Computer assisted design (CAD) and computer assisted manufacture (CAM) have been available for a significant period of time. Typically these processes are used to design a part, typically metal, and to assist in the fabrication of the part, typically through the use of numerically controlled machine tools. The specification of the material from which the part is to be manufactured is typically selected by a supervising engineer.
U.S. Pat. No. 6,766,207 issued Jul. 20, 2004 to Sato et al., assigned to Fujitsu Limited is representative of design of a “soft” mechanical part. The attributes referred to in the specification are not the physical properties of the polymer but rather the attributes of the part (e.g. shape, revision etc.).
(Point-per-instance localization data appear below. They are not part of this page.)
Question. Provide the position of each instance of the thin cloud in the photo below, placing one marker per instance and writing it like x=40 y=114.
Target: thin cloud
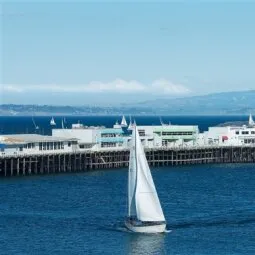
x=160 y=86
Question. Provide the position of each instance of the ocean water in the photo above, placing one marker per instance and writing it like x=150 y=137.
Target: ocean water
x=210 y=209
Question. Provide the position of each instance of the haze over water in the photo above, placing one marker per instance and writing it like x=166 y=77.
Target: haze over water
x=209 y=208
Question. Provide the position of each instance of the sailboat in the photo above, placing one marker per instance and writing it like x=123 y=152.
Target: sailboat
x=123 y=122
x=130 y=125
x=145 y=214
x=251 y=121
x=52 y=122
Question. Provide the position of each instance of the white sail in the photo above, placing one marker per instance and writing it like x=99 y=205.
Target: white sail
x=251 y=121
x=148 y=207
x=36 y=127
x=123 y=122
x=130 y=126
x=132 y=179
x=52 y=122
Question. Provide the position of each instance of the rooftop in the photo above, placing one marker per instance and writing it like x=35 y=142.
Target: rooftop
x=31 y=138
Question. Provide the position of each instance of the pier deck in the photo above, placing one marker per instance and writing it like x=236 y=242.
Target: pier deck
x=87 y=161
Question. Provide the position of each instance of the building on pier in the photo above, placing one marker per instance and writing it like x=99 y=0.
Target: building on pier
x=94 y=138
x=34 y=144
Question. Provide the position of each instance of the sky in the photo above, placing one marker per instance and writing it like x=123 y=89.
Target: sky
x=103 y=53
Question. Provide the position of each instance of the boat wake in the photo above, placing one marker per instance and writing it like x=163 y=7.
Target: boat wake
x=212 y=223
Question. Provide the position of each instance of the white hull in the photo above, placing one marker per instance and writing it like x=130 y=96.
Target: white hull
x=153 y=229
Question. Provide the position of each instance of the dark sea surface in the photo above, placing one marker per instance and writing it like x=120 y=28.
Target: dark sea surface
x=209 y=208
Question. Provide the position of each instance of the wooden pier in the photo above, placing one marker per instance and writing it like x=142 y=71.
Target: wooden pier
x=87 y=161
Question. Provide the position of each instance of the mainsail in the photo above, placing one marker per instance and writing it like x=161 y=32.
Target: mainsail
x=141 y=185
x=123 y=122
x=52 y=122
x=251 y=121
x=132 y=179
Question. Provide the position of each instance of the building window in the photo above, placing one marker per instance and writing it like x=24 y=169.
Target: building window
x=104 y=145
x=141 y=132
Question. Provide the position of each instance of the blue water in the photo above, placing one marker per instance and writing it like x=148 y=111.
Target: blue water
x=210 y=209
x=14 y=125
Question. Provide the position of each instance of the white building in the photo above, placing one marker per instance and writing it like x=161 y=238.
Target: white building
x=168 y=135
x=93 y=138
x=98 y=138
x=35 y=144
x=229 y=136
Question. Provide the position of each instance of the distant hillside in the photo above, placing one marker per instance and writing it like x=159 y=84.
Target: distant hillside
x=228 y=103
x=221 y=103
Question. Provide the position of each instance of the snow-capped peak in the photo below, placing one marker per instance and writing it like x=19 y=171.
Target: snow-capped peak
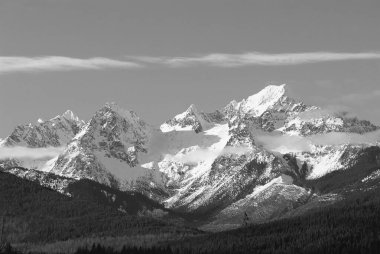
x=258 y=103
x=191 y=119
x=69 y=115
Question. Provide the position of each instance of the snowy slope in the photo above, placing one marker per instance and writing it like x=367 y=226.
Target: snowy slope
x=205 y=163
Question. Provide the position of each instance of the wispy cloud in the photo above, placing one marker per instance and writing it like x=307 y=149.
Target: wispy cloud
x=255 y=58
x=60 y=63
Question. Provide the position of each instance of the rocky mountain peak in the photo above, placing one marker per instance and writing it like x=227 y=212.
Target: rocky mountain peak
x=258 y=103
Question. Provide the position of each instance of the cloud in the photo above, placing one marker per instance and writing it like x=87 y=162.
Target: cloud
x=287 y=143
x=60 y=63
x=20 y=152
x=204 y=154
x=256 y=58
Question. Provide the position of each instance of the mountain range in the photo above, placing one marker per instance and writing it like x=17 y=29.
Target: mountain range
x=268 y=157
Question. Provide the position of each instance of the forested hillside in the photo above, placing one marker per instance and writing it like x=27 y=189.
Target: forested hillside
x=37 y=214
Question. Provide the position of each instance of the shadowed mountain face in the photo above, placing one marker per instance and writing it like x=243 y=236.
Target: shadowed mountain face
x=268 y=156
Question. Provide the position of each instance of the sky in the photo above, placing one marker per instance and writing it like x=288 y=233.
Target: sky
x=157 y=57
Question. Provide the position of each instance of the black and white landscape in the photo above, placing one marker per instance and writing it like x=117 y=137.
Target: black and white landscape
x=167 y=127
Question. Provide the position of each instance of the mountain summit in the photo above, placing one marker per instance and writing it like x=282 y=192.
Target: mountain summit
x=217 y=164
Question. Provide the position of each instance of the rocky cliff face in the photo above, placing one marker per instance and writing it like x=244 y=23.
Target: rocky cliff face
x=215 y=164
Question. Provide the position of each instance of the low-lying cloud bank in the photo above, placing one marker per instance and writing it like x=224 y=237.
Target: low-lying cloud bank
x=20 y=152
x=287 y=143
x=204 y=154
x=256 y=58
x=61 y=63
x=9 y=64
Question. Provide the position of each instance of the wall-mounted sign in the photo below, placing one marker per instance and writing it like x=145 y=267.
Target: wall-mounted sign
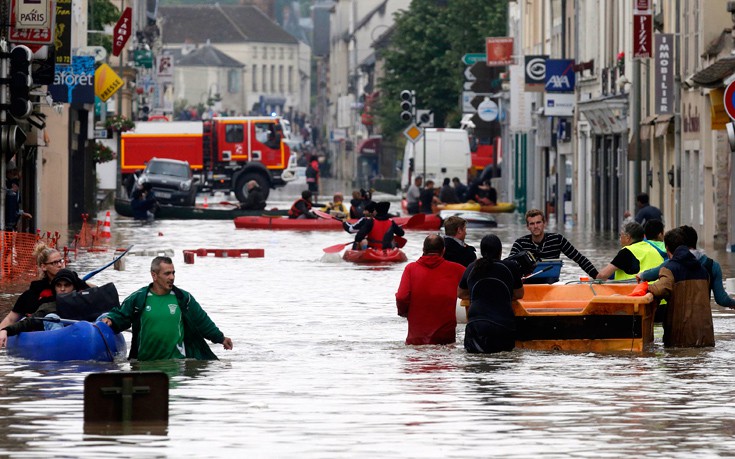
x=664 y=103
x=74 y=84
x=107 y=82
x=559 y=75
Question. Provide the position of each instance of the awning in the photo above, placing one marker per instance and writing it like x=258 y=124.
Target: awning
x=647 y=126
x=369 y=146
x=712 y=76
x=605 y=115
x=662 y=124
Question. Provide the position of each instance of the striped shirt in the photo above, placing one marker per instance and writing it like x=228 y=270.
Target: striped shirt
x=550 y=248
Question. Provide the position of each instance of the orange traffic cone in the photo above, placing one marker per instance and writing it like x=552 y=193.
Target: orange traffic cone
x=106 y=227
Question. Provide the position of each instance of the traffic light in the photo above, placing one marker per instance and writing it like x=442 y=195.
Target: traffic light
x=20 y=82
x=408 y=101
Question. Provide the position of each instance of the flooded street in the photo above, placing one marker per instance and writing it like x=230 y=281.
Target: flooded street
x=319 y=368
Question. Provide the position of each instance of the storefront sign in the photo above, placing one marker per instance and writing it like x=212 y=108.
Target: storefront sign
x=664 y=102
x=74 y=84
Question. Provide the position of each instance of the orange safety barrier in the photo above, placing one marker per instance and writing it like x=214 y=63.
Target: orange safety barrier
x=223 y=253
x=16 y=249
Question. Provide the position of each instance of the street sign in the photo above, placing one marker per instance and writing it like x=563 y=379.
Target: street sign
x=122 y=31
x=413 y=133
x=106 y=82
x=730 y=100
x=499 y=51
x=487 y=110
x=33 y=37
x=98 y=52
x=468 y=75
x=472 y=58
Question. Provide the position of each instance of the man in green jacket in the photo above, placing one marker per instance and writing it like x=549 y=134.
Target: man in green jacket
x=167 y=322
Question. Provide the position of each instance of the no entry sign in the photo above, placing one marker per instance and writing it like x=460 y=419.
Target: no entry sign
x=730 y=100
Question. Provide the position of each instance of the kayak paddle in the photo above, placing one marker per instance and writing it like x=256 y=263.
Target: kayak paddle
x=92 y=273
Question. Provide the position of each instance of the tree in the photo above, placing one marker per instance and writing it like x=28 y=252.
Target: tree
x=425 y=54
x=101 y=13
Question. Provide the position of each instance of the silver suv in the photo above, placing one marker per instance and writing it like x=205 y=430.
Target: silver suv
x=171 y=181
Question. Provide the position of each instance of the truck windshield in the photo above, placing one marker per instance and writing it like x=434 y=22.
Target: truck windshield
x=160 y=168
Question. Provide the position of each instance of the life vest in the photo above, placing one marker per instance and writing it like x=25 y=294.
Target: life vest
x=294 y=212
x=647 y=255
x=375 y=236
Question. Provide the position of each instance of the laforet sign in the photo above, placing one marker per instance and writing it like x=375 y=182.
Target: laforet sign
x=74 y=84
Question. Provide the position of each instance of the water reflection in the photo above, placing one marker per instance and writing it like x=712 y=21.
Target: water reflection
x=319 y=369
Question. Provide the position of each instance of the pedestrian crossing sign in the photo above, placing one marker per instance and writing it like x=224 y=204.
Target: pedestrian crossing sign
x=413 y=133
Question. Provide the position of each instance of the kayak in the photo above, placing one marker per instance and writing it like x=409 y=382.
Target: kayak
x=546 y=272
x=375 y=256
x=474 y=219
x=598 y=317
x=79 y=341
x=212 y=212
x=431 y=223
x=501 y=207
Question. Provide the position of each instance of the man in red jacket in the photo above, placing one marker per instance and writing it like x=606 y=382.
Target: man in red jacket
x=427 y=295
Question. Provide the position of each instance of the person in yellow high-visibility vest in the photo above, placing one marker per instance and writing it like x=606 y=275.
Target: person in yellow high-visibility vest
x=636 y=255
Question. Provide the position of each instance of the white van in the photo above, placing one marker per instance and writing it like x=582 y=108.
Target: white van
x=447 y=155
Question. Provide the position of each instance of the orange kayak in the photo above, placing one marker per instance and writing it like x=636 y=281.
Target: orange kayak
x=432 y=222
x=375 y=256
x=584 y=317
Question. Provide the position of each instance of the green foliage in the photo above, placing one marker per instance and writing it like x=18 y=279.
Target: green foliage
x=101 y=13
x=425 y=54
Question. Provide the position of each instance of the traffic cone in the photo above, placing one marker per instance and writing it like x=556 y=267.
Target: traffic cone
x=106 y=227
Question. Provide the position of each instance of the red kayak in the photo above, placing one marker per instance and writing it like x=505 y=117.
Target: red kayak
x=375 y=256
x=432 y=222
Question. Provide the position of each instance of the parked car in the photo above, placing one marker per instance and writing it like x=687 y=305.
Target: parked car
x=171 y=181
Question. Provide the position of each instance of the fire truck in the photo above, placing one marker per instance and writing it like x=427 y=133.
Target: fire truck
x=224 y=153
See the description of FIG. 14.
U.S. Pat. No. 6,136,235, issued Oct. 24, 2000 to Saito et al., assigned to Cannon Kabushiki Kaisha discloses a computer assisted method to determine the stresses on a plastic part when it is being molded. The patent teaches that the process is used to predict the warpage of a part, and particularly a fiber reinforced part. Based on the predictions when the part goes into manufacture if there are difficulties “quick counter measures” can be made. From the thrust of the specification the counter measures are likely to be a redesign of the part rather than selecting a different resin.
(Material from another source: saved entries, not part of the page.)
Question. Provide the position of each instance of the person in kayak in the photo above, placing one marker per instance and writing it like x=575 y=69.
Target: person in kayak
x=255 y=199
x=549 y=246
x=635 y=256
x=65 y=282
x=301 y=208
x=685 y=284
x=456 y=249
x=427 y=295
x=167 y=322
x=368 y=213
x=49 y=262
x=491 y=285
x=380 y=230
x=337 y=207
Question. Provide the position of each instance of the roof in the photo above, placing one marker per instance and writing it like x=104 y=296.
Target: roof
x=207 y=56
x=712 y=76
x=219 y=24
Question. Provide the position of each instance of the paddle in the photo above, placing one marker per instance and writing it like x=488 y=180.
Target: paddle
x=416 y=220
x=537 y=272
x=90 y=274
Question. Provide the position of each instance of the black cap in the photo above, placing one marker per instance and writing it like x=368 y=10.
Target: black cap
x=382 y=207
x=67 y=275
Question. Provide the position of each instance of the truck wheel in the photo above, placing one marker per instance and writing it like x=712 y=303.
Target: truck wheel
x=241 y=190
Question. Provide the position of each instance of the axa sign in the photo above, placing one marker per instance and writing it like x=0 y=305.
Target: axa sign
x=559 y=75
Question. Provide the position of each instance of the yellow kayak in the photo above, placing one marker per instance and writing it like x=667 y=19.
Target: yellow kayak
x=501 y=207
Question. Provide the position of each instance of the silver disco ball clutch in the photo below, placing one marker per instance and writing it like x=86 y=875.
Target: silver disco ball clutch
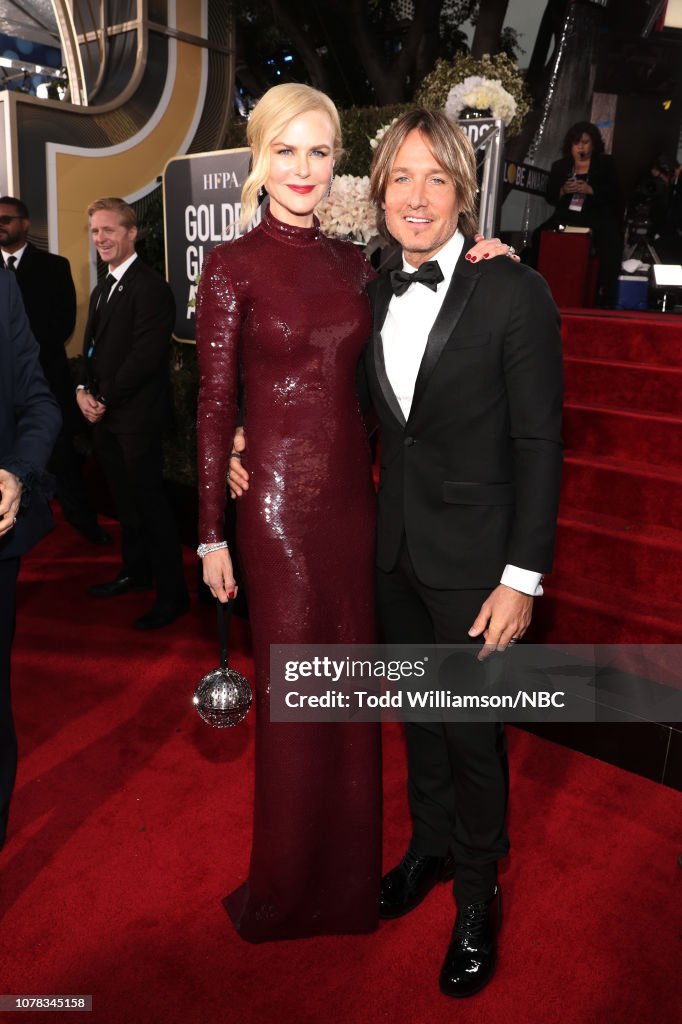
x=223 y=695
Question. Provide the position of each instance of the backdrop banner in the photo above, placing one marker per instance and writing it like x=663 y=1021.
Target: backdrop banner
x=202 y=208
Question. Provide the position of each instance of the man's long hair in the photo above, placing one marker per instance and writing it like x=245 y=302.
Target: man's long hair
x=451 y=148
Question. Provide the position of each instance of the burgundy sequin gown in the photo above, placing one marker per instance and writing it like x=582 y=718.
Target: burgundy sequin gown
x=284 y=310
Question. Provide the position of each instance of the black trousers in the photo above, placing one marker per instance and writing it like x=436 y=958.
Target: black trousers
x=133 y=467
x=457 y=772
x=8 y=573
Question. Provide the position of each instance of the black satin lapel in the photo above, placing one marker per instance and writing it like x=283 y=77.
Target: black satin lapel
x=383 y=296
x=119 y=290
x=461 y=289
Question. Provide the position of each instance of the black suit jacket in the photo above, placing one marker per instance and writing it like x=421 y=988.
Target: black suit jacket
x=29 y=420
x=129 y=363
x=472 y=477
x=49 y=298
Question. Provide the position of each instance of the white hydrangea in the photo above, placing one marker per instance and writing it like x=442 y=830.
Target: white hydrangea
x=374 y=142
x=481 y=93
x=348 y=211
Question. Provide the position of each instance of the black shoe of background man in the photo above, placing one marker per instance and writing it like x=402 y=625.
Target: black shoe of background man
x=471 y=956
x=121 y=585
x=162 y=614
x=406 y=887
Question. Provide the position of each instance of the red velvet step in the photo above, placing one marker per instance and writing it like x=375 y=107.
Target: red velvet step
x=649 y=494
x=624 y=385
x=579 y=610
x=653 y=339
x=620 y=434
x=642 y=558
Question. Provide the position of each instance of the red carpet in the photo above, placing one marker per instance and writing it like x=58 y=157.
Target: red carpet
x=131 y=821
x=616 y=577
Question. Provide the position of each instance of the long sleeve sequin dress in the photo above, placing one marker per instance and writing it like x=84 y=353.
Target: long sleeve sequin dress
x=283 y=312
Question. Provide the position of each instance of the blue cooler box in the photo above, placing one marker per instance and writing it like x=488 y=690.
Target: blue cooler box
x=633 y=292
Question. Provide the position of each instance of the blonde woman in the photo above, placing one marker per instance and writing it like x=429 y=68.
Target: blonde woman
x=283 y=311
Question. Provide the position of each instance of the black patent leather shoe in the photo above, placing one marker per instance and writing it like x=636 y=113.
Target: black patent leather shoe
x=471 y=956
x=121 y=585
x=161 y=615
x=406 y=887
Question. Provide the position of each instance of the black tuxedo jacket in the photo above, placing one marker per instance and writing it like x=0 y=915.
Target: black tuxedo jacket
x=129 y=363
x=472 y=477
x=49 y=298
x=29 y=420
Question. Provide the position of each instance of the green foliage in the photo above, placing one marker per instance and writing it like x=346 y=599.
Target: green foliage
x=359 y=124
x=435 y=86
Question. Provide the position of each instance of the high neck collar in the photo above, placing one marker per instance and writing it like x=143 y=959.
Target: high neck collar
x=290 y=232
U.S. Pat. No. 6,187,601, issued Feb. 13, 2001 to Hu et al., assigned to Ford Global Technologies, Inc. discloses a method to design a plastic encapsulated power integrated circuit and a lead frame. The process includes evaluating the likelihood of peeling and shearing of the plastic from the lead substrate. The design has various radii of curvature and the issue is delamination and cracking at, or along, the radius of curvature. A finite element analysis of the design for various combinations of the plastic and lead part is conducted to determine the likelihood of cracking. This is used to select an appropriate combination of materials or to modify the design to minimize stress and select a preferred combination of materials. The parts are rigid and are not intended to flex to any significant extent during use.
U.S. Pat. No. 6,874,370, issued Apr. 5, 2005 to Vachon, teaches a method to calculate the strain and fatigue damage of a part undergoing repetitive deformation using finite element analysis and a detectable physical observation of the product under deformation. Rather than the selection of a preferred material of construction, the patent is more focused on methods of detecting deformation and then predicting cumulative strain and fatigue damage.
There are a number of patents disclosing polyolefin gasoline cans having an accordion type nozzle (e.g. U.S. Pat. No. 5,350,091 issued Sep. 27, 1994 to Leete et al.). Such nozzles are in an environment which tends to induce stress cracking and it is helpful to have some means of predicting plastics which would have useful life in the part (nozzle).
Snap lids are also used in a number of applications. While the design appears quite simple, in fact is it complex having a hinge formed from a plastic web. Again it would be useful to have a method to determine a preferred resin.
The present invention seeks to provide a computerized method to select a plastic to be used to form a non woven plastic web.